With both fixes the oracle asserts all four preserved calls, the write included, still run when the flag is set. The behavior the post proves is now complete for a preserved call that touches state, not only for the stateless ones it started with.

Cost: behavioral coverage at zero marginal LLM cost

The run that committed and gated the behavioral test cost the same as the runs before it in LLM terms. The only two LLM calls in the run are the two Reviewers; all of the sub-tickets committed through deterministic operations with no Coder call, the zero-Coder mode an earlier post describes. Everything added here is deterministic: deriving the test from the operation, composing its setup, confirm-RED, the autofix passes, and the gate are all non-LLM steps and a vitest run. The behavioral coverage, the preservation half included, adds zero LLM calls and zero tokens over the previous baseline. It is paid for in deterministic code and a few seconds of test time, not in model spend.

What this is not

This is one ticket family on one TypeScript codebase, not a benchmark. The behavior it proves is real, and the mutation test is real, but the generalization claim is narrower than the result might suggest (a follow-up post generalises it to six ticket types).

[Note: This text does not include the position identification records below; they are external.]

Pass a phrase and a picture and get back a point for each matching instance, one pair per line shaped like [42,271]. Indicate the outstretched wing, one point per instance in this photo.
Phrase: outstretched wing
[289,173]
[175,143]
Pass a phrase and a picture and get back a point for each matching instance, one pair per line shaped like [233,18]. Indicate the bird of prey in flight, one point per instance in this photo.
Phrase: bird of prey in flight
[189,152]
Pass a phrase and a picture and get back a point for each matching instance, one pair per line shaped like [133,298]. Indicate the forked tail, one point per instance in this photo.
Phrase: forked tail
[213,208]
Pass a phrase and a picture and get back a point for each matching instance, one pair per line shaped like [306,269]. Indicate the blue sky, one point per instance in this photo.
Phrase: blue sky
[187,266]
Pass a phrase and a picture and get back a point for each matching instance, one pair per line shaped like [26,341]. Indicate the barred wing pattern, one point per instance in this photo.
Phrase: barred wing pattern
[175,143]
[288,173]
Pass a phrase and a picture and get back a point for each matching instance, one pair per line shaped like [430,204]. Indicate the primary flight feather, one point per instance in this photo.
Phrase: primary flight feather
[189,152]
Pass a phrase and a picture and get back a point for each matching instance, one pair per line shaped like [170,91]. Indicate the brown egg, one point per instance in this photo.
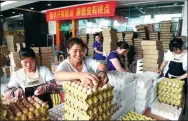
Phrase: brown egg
[29,98]
[10,117]
[40,102]
[25,110]
[32,101]
[33,96]
[18,113]
[44,104]
[31,108]
[37,106]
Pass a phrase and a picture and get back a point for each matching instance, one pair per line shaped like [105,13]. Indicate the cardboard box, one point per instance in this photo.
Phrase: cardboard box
[157,43]
[152,47]
[153,56]
[152,61]
[153,52]
[150,69]
[151,65]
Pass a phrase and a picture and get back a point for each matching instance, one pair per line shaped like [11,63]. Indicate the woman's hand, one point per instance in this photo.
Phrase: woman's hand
[40,90]
[159,71]
[19,93]
[88,79]
[103,78]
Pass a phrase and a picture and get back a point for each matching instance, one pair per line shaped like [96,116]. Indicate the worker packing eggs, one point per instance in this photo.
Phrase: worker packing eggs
[88,103]
[31,108]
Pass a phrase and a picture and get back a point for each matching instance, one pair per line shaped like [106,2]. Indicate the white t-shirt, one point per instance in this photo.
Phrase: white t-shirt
[89,65]
[18,77]
[170,56]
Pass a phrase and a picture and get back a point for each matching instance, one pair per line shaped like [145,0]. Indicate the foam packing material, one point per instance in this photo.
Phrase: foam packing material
[164,110]
[135,116]
[83,103]
[170,91]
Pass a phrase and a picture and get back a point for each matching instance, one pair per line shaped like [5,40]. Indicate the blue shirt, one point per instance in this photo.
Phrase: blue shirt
[99,47]
[112,55]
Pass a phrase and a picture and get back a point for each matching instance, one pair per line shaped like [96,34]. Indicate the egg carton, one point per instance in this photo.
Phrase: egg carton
[143,93]
[164,110]
[135,116]
[84,93]
[90,115]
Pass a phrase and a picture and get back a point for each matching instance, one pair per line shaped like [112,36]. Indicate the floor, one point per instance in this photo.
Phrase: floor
[4,82]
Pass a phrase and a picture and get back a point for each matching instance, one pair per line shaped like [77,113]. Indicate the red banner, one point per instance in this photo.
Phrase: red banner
[93,10]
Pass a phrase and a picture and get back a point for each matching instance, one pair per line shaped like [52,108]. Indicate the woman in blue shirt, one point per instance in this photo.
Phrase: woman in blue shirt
[113,59]
[98,48]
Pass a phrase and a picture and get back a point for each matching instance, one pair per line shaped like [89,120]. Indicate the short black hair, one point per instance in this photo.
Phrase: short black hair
[175,43]
[75,40]
[123,45]
[26,52]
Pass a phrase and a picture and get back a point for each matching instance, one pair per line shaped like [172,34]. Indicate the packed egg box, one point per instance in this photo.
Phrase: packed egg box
[83,103]
[95,113]
[31,108]
[164,110]
[170,91]
[135,116]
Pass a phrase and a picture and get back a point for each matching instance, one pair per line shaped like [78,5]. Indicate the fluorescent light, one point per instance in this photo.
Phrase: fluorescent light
[7,2]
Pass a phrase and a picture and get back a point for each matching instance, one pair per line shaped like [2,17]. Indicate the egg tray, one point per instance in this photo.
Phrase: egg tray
[86,92]
[92,111]
[135,116]
[23,109]
[73,114]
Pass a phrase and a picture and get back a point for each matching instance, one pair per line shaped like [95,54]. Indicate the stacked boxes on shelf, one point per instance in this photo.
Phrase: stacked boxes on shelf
[15,63]
[124,91]
[46,56]
[143,92]
[6,71]
[138,49]
[3,55]
[12,40]
[153,55]
[109,39]
[170,91]
[154,36]
[129,37]
[90,45]
[86,103]
[120,36]
[20,45]
[37,54]
[142,31]
[166,35]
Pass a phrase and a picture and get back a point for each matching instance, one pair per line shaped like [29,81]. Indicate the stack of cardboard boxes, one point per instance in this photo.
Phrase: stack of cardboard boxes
[120,36]
[141,31]
[154,36]
[19,46]
[46,56]
[166,35]
[109,39]
[6,71]
[3,55]
[90,45]
[15,63]
[12,40]
[129,37]
[37,55]
[153,55]
[138,49]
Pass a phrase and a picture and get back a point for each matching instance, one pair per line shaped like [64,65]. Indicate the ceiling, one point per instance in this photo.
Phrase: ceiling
[123,7]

The setup the generated test uses is now matched per function to a declared setup fixture that actually stands up the modules the function lives under, where which modules a fixture stands up is machine-derived from the prod imports of its own file, static and dynamic, rather than assumed. A function that no fixture covers gets no test rather than a borrowed, unrelated setup, which narrows the distance between “works on this ticket” and “works on any function.” The reach is still bounded by what the project’s fixture catalog can stand up.

The behavioral test enforces the operator’s declared intent. The preservation half exists because the operator declared which calls to preserve and that declaration flowed through to the test. If the intent is not captured upstream, there is nothing for the test to enforce. The enforcement layer is now solid; it sits on top of an intent-capture layer that is a separate concern.

The generated test is held to the type-check and linter bar, it is mutation-proven, and the Test Reviewer now judges each committed oracle the way it judges a hand-written test. The trust still rests first on determinism, the test deriving from the same operation that drives the implementation, with the Reviewer pass as defense in depth on top of that.

The headline is that a bug which passed every gate and required me to catch now fails the run on its own, proven by mutation testing, at zero marginal model cost. The structural point is that the pipeline can now test behavior at the altitude where the behavior is observable, derived from the same operation that writes the behavior, rather than testing only what the route exposes.

The pipeline runs inside Docker against a ~100k line TypeScript monorepo. The runs in this post are from the pipeline’s run archive between 2026-05-30 and 2026-06-02. Still R&D.